Vroeg of Laat: Asbestverwijdering
8 april 1999: motie Poppe/Schrijer-Pierik (SP/CDA) '...verzoekt de regering om, tegelijk met het voorstel tot wijziging van het Asbestverwijderingsbesluit een opzet voor een inventarisatieplicht, met inbegrip van de financiering, aan de Kamer te doen toekomen.' De motie wordt aangenomen door de Tweede Kamer, maar slechts gedeeltelijk uitgevoerd. Alleen voor gebouwen die gesloopt/gerenoveerd worden komt er een inventarisatieplicht.
17 december 2002: motie De Wit (SP) '...verzoekt de regering in het kader van het voorzorgbeginsel alsnog over te gaan tot de invoering van een asbestinventarisatieplicht in niet-sloopsituaties'. De motie wordt verworpen.
21 april 2011: motie Jansen (SP) '...spreekt uit dat eigenaren van gebouwen, gebouwd voor 1993, die door derden betreden worden de verantwoordelijkheid hebben om een asbestinventarisatie te laten uitvoeren en de resultaten van die inventarisatie kenbaar te maken aan de gebruikers/ bezoekers van die gebouwen; verzoekt de regering om een voorstel uit te werken om dit uitgangspunt om te zetten in een bindende afspraak of wettelijke regeling.' De motie wordt verworpen.
10 mei 2011: Paulus Jansen vraagt in een debat met staatssecretaris Atsma naar het bestaan van een lijst met de 200 gevaarlijkste gebouwen waarin spuitasbest verwerkt is. Atsma zegt het bestaan van de lijst niet te kennen.
Spuitasbest is de meest riskante toepassing van asbest, omdat de concentratie asbestdeeltjes extreem hoog is en de deeltjes bij beschadiging van de laag gemakkelijk kunnen loskomen. Spuitasbest werd in Nederland tot circa 1975 gebruikt voor isolatiewerk bij installaties en als brandveiligheidsvoorziening bij staalconstructies. Toepassing is vanaf 1978 verboden.
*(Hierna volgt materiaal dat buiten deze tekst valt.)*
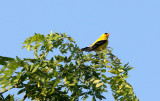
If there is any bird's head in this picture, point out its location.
[104,33,110,37]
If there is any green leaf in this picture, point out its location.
[101,69,106,73]
[93,80,101,83]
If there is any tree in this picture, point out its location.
[0,32,138,101]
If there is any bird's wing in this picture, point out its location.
[91,40,107,51]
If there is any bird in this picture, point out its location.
[81,33,110,52]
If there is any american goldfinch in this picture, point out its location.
[81,33,110,52]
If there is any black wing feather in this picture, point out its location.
[92,40,107,50]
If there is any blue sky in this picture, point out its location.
[0,0,160,101]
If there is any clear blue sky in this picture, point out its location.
[0,0,160,101]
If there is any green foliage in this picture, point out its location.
[0,32,138,101]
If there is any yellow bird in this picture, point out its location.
[81,33,110,52]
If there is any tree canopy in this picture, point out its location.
[0,32,139,101]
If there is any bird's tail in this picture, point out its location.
[81,47,91,52]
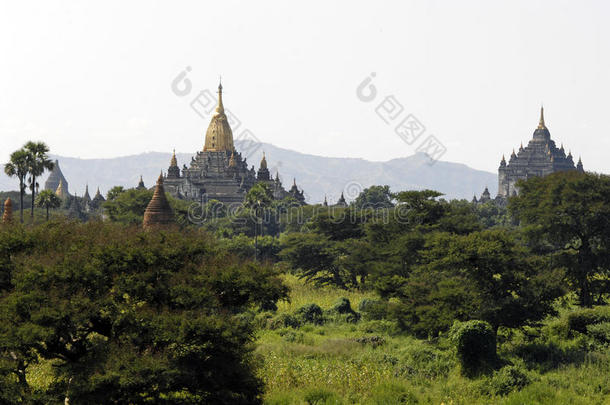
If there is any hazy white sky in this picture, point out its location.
[0,0,610,173]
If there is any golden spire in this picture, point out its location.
[203,83,235,151]
[2,197,13,224]
[142,172,174,229]
[55,179,68,200]
[538,106,546,129]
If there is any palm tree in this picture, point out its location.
[23,141,54,220]
[244,183,273,260]
[36,190,61,221]
[4,148,29,223]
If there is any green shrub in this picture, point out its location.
[489,366,531,395]
[332,297,354,314]
[449,320,497,376]
[587,322,610,343]
[358,320,401,336]
[295,304,324,325]
[328,297,360,323]
[514,340,586,372]
[303,388,341,405]
[568,306,610,333]
[253,311,274,329]
[280,329,305,343]
[358,298,379,312]
[354,336,385,347]
[267,314,301,330]
[369,383,419,405]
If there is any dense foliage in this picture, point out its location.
[0,222,287,404]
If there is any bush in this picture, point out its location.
[490,366,531,395]
[295,304,324,325]
[253,311,273,329]
[328,297,360,323]
[332,297,354,314]
[354,336,385,347]
[568,306,610,333]
[514,341,586,372]
[303,388,341,405]
[370,383,419,405]
[587,322,610,343]
[449,320,497,376]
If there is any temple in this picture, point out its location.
[2,197,13,224]
[142,174,174,229]
[44,160,69,194]
[473,107,584,202]
[164,84,305,205]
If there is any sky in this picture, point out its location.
[0,0,610,173]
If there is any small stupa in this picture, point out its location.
[142,173,174,229]
[2,197,13,224]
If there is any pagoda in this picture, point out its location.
[494,107,584,199]
[164,83,305,206]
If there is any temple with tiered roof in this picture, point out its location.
[164,84,305,205]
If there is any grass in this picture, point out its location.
[257,275,610,405]
[278,274,375,313]
[20,275,610,405]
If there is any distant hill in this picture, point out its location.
[0,141,498,203]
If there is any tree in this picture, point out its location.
[35,190,61,221]
[391,230,564,336]
[509,171,610,307]
[244,183,273,258]
[23,141,54,221]
[4,148,29,223]
[0,222,287,404]
[106,186,125,201]
[352,186,394,210]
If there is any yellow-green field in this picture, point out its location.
[256,275,610,405]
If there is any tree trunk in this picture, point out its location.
[19,178,25,223]
[30,176,36,218]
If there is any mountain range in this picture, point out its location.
[0,141,498,203]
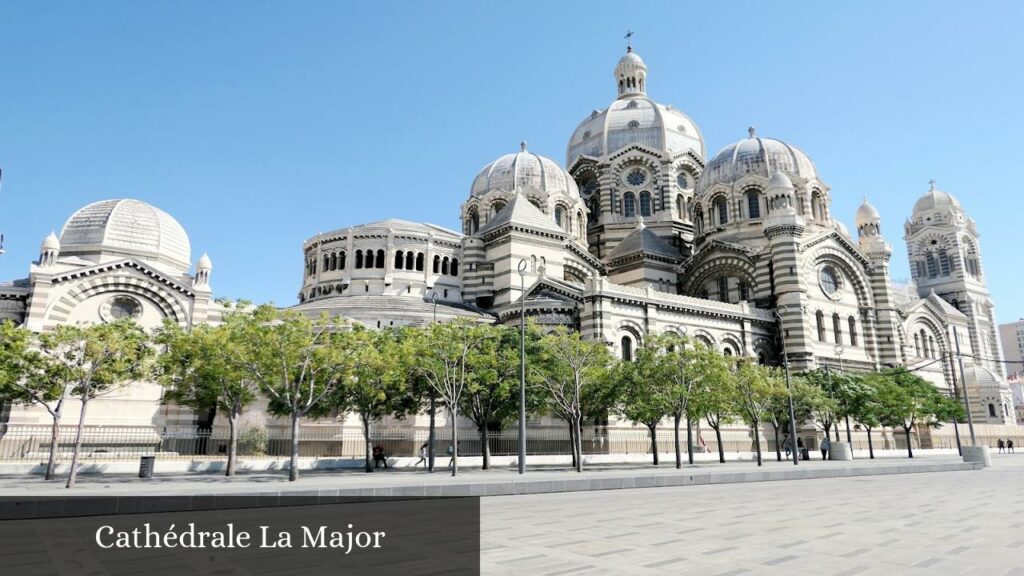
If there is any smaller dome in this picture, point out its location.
[853,198,882,225]
[697,127,818,195]
[39,232,60,252]
[470,142,580,199]
[913,180,962,214]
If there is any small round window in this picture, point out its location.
[818,266,843,297]
[626,168,647,186]
[111,296,142,320]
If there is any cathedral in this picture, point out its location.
[0,48,1015,424]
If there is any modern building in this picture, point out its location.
[0,49,1016,436]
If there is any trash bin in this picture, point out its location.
[138,456,157,478]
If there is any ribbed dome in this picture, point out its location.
[565,50,706,166]
[60,199,191,270]
[697,128,818,194]
[913,186,963,215]
[470,142,580,199]
[853,198,882,225]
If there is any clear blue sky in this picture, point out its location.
[0,0,1024,322]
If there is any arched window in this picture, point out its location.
[622,336,633,362]
[811,191,825,220]
[623,192,637,217]
[746,190,761,219]
[640,192,650,216]
[925,252,939,278]
[713,196,729,225]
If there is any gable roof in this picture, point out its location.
[608,221,683,260]
[478,194,565,236]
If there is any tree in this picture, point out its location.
[610,339,678,466]
[878,370,955,458]
[0,321,63,480]
[419,320,488,476]
[690,346,735,463]
[242,304,356,482]
[733,359,785,466]
[334,328,416,472]
[462,324,540,469]
[798,370,840,442]
[531,327,614,472]
[155,311,259,476]
[46,319,153,488]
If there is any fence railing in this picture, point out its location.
[0,424,1011,461]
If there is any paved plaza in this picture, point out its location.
[482,454,1024,576]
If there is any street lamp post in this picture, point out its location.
[427,292,438,472]
[518,258,526,474]
[953,327,978,446]
[833,344,853,444]
[775,306,800,466]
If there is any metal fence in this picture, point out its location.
[0,424,1007,461]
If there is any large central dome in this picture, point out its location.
[60,199,191,270]
[565,49,705,167]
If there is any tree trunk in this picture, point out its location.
[427,390,437,471]
[359,414,377,472]
[754,422,761,466]
[65,397,89,488]
[673,414,683,468]
[686,416,693,464]
[288,410,299,482]
[452,406,459,477]
[568,419,577,468]
[480,425,490,469]
[224,409,239,476]
[708,422,725,464]
[574,416,583,472]
[46,412,60,480]
[647,423,658,466]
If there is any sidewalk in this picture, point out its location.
[0,454,981,501]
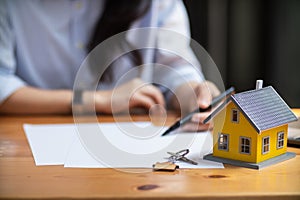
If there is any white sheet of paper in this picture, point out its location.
[23,124,76,165]
[24,122,223,168]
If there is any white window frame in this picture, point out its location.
[261,136,270,154]
[239,136,251,155]
[230,108,240,124]
[277,131,284,149]
[218,133,229,151]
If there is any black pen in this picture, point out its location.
[161,87,234,136]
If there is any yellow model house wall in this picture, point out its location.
[213,102,287,163]
[257,124,288,162]
[213,102,257,162]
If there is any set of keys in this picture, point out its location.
[153,149,198,171]
[167,149,198,165]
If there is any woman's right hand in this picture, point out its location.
[95,78,165,114]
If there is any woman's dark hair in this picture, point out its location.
[87,0,151,81]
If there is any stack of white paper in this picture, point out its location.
[24,122,223,168]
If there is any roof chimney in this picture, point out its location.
[256,80,263,90]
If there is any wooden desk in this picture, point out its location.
[0,113,300,200]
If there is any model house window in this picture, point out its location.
[240,137,251,154]
[231,109,239,123]
[218,133,229,151]
[262,136,270,154]
[277,132,284,149]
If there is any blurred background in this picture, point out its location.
[184,0,300,107]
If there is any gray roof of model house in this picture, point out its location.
[205,86,297,133]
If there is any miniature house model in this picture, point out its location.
[204,81,297,169]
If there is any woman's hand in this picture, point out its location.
[171,81,220,131]
[95,78,165,114]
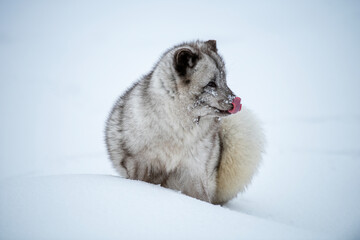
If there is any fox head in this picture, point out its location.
[172,40,239,121]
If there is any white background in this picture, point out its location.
[0,0,360,239]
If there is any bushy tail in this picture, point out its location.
[214,108,265,204]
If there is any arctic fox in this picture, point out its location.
[105,40,264,204]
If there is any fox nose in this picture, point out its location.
[228,97,242,114]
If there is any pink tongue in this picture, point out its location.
[229,97,242,114]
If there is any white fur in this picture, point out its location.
[215,108,265,203]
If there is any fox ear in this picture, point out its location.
[205,40,217,52]
[174,48,199,76]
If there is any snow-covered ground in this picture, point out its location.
[0,0,360,239]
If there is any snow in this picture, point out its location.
[0,0,360,239]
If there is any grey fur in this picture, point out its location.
[105,40,235,202]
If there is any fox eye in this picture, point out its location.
[206,81,217,88]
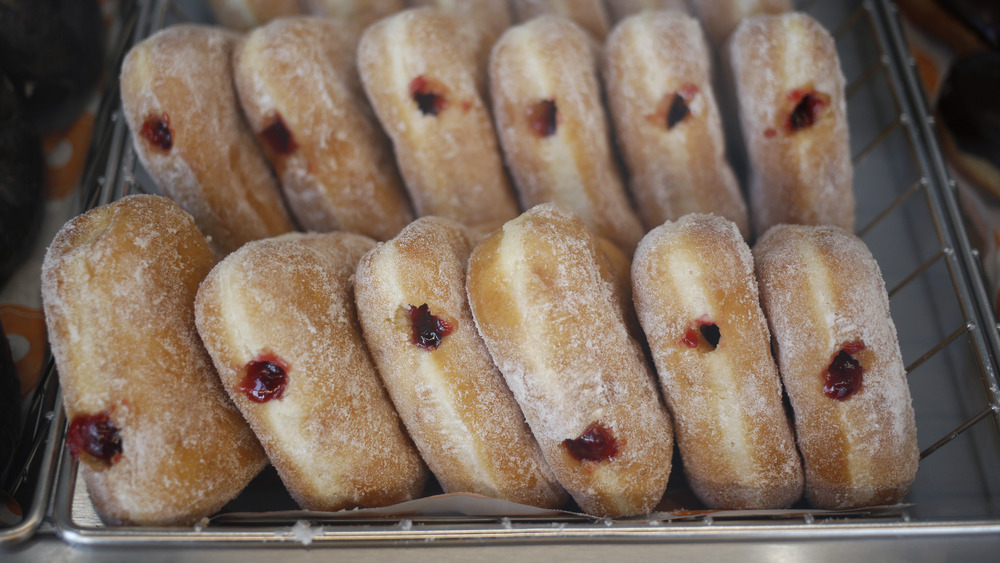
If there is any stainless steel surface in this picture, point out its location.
[0,0,1000,562]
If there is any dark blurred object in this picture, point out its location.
[0,0,104,134]
[937,51,1000,198]
[0,323,21,483]
[938,0,1000,49]
[0,67,45,287]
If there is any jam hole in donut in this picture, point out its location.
[562,422,618,461]
[823,341,865,401]
[260,113,299,156]
[66,412,122,466]
[139,113,174,151]
[527,100,559,137]
[410,75,448,116]
[406,303,454,350]
[239,354,288,403]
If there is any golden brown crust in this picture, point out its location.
[729,12,854,238]
[121,24,294,254]
[233,17,412,240]
[490,15,643,255]
[195,233,426,510]
[42,195,267,525]
[633,215,803,509]
[358,8,518,238]
[355,217,566,508]
[754,225,919,508]
[468,204,673,517]
[604,11,750,237]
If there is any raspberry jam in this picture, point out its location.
[527,100,559,137]
[562,422,618,461]
[139,113,174,151]
[239,354,288,403]
[66,412,122,465]
[406,303,454,350]
[823,341,865,401]
[785,89,830,133]
[410,75,448,115]
[260,113,299,155]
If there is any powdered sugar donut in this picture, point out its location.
[754,225,919,508]
[632,215,802,509]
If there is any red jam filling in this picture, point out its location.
[410,75,448,115]
[562,422,618,461]
[239,354,288,403]
[406,303,454,350]
[66,412,122,465]
[260,113,299,155]
[139,114,174,151]
[785,89,830,133]
[823,341,865,401]
[527,100,559,137]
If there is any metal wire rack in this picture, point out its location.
[0,0,1000,545]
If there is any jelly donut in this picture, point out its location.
[511,0,611,43]
[354,217,566,508]
[358,8,518,238]
[754,225,919,508]
[688,0,794,49]
[208,0,302,31]
[195,233,427,510]
[468,204,673,517]
[42,195,267,526]
[604,11,750,237]
[632,214,802,510]
[729,12,854,238]
[121,24,295,255]
[233,17,412,240]
[490,15,643,255]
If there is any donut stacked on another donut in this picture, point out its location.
[358,8,518,236]
[490,15,643,255]
[42,195,267,526]
[604,11,750,237]
[355,217,566,508]
[632,215,802,509]
[195,233,427,510]
[754,225,919,509]
[728,12,854,234]
[468,204,673,517]
[233,17,412,240]
[121,24,294,255]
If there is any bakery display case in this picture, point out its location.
[0,0,1000,561]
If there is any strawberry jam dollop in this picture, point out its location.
[527,100,559,137]
[239,354,288,403]
[260,113,299,156]
[823,341,865,401]
[66,411,122,465]
[139,113,174,151]
[406,303,454,350]
[562,422,618,461]
[410,75,448,116]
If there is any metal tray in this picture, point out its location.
[25,0,1000,547]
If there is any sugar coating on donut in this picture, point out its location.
[632,214,803,509]
[468,204,673,516]
[233,17,412,240]
[355,217,566,508]
[754,225,919,508]
[358,8,518,238]
[490,15,643,254]
[41,195,267,525]
[195,232,426,510]
[604,11,749,236]
[728,12,854,233]
[121,24,294,255]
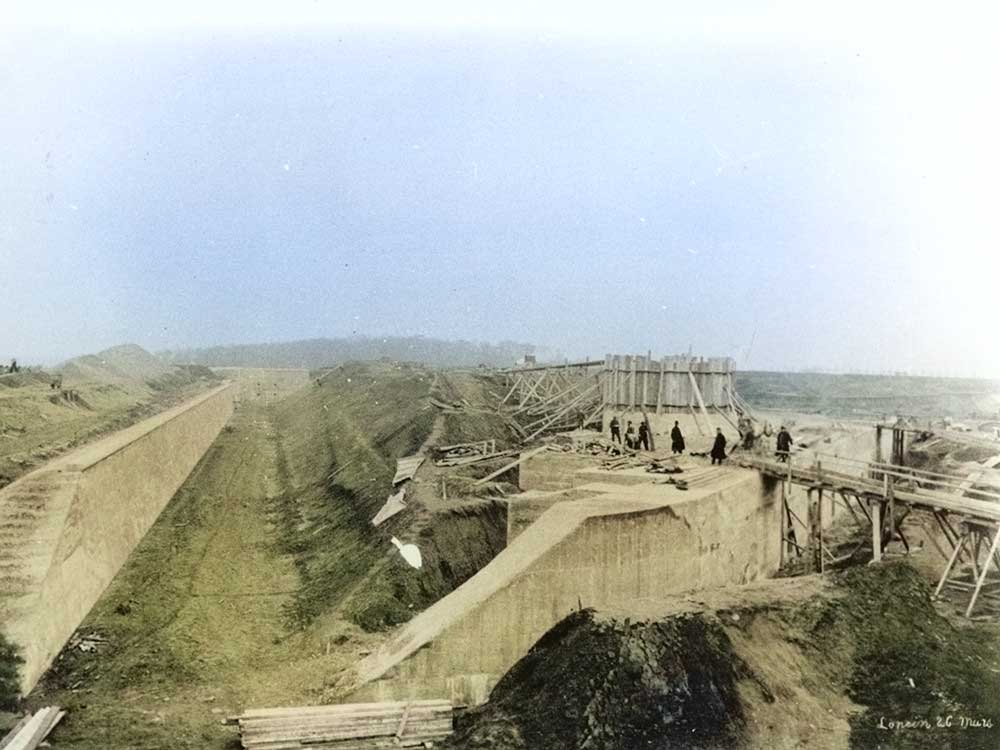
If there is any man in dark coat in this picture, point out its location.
[670,421,684,454]
[774,425,792,462]
[711,427,726,464]
[625,420,636,448]
[611,416,622,445]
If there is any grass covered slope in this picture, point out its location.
[0,346,220,487]
[276,363,506,631]
[275,364,435,627]
[449,563,1000,750]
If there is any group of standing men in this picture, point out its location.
[610,416,684,454]
[610,416,792,464]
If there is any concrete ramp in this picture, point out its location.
[0,384,233,694]
[351,467,781,704]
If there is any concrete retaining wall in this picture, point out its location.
[350,468,781,704]
[0,384,234,693]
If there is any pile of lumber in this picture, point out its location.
[0,706,66,750]
[227,700,452,750]
[434,440,518,466]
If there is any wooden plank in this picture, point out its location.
[0,714,34,750]
[527,385,597,440]
[235,698,452,719]
[688,370,712,431]
[965,526,1000,617]
[472,445,549,487]
[656,359,666,415]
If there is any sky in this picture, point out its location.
[0,0,1000,377]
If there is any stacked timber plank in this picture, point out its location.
[0,706,66,750]
[229,700,452,750]
[434,440,518,466]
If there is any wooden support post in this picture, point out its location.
[806,488,818,570]
[778,482,788,568]
[688,370,712,433]
[868,498,882,562]
[816,487,826,573]
[965,526,1000,617]
[872,424,882,479]
[656,359,666,415]
[628,357,639,411]
[472,445,548,487]
[931,535,968,599]
[497,375,521,411]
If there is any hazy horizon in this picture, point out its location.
[0,0,1000,378]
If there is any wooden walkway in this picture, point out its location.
[739,453,1000,617]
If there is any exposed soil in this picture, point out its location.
[21,365,506,748]
[448,563,1000,750]
[0,346,219,494]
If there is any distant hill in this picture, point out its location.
[735,371,1000,424]
[59,344,174,382]
[160,336,538,369]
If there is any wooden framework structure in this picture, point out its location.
[497,361,604,441]
[601,354,742,414]
[497,354,750,440]
[741,444,1000,617]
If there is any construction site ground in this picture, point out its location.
[0,363,1000,750]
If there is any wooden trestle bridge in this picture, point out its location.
[496,354,749,441]
[739,452,1000,617]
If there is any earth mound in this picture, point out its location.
[448,563,1000,750]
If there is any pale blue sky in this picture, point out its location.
[0,2,1000,376]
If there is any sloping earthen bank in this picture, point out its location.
[275,363,507,631]
[448,563,1000,750]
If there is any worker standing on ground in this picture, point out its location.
[711,427,726,464]
[637,420,649,451]
[670,420,684,455]
[774,425,792,463]
[611,415,622,445]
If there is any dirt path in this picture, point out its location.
[31,406,331,748]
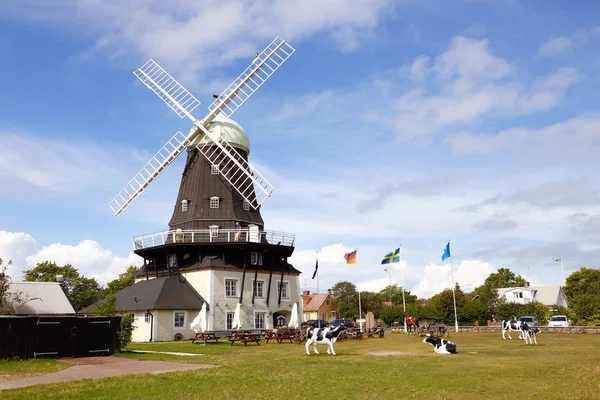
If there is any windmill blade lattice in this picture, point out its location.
[205,36,296,122]
[109,131,190,217]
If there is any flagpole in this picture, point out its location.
[398,245,408,334]
[315,251,324,328]
[354,247,362,332]
[448,248,458,332]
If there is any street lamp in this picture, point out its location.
[383,268,392,308]
[552,257,565,286]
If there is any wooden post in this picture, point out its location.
[277,258,286,306]
[252,267,258,305]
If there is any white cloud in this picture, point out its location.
[392,37,582,139]
[5,0,393,83]
[538,27,600,57]
[413,260,495,298]
[0,231,142,284]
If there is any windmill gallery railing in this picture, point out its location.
[133,229,296,250]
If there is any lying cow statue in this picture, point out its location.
[423,333,456,354]
[306,325,346,356]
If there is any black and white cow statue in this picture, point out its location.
[306,325,346,356]
[502,320,540,344]
[423,333,456,354]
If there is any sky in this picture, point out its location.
[0,0,600,298]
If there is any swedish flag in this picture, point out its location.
[381,247,400,264]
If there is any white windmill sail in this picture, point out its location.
[110,37,295,216]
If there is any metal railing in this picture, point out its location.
[133,229,296,250]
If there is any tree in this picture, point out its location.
[360,292,383,318]
[331,281,358,319]
[427,283,466,324]
[564,267,600,325]
[104,265,139,296]
[379,285,417,306]
[473,268,527,316]
[24,261,101,311]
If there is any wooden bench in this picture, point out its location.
[192,332,219,343]
[229,333,262,347]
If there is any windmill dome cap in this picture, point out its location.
[190,115,250,154]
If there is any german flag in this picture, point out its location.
[344,250,356,264]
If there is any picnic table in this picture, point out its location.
[192,331,219,343]
[229,332,262,347]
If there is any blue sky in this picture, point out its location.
[0,0,600,297]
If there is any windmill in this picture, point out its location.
[109,36,295,217]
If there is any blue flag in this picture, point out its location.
[381,247,400,264]
[442,242,450,262]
22 april 2012: Jansen ontvangt tijdens een werkbezoek een kopie van een inventarisatie van gebouwen met spuitasbest door TNO in 1984, in opdracht van het toenmalige ministerie van Volkshuisvesting, Ruimtelijke Ordening en Milieu. Het betreft 198 gebouwen: warenhuizen, supermarkten, ziekenhuizen, universiteitsgebouwen, de Utrechtse Jaarbeurs en zelfs het hoofdkantoor van de Nederlandse Bank. Ook vindt de deskundige nog een rapport van de Arbeidsinspectie uit 1997, waarin de stand van zaken rond de sloop/sanering van de 198 gebouwen werd geƫvalueerd. Op dat moment bleken 100 gebouwen nog niet aangepakt te zijn. Bij 39 van de 100 gebouwen bleek op dat moment de spuitasbest beschadigd dan wel onvoldoende afgeschermd te zijn. De Arbeidsinspectie doet zes aanbevelingen voor de aanpak van deze gebouwen.
5 juli 2012: motie Jansen (SP) '...verzoekt de regering de Kamer te informeren over de status van de 100 resterende gebouwen met spuitasbest uit de TNO-lijst en, voor zover deze gebouwen nog niet gesaneerd zijn, toezicht te houden op de naleving van de tweejaarlijkse monitoringsverplichting'. Staatssecretaris Atsma ontraadt de motie. Desondanks wordt deze met bijna kamerbrede steun (excl.PVV) aangenomen.
22 juli 2012: de bewoners van de Stanleylaan in de Utrechtse wijk Kanaleneiland worden tijdens de eerste zomerse dag opgeschrikt: ze moeten direct hun huis uit wegens de vondst van spuitasbest. Daags erna wordt de ontruimingszone nog vergroot. De oorzaak van de ontruiming is de onbekendheid van de aannemer die het groot onderhoud uitvoerde met de aanwezigheid van spuitasbest achter boeiboorden.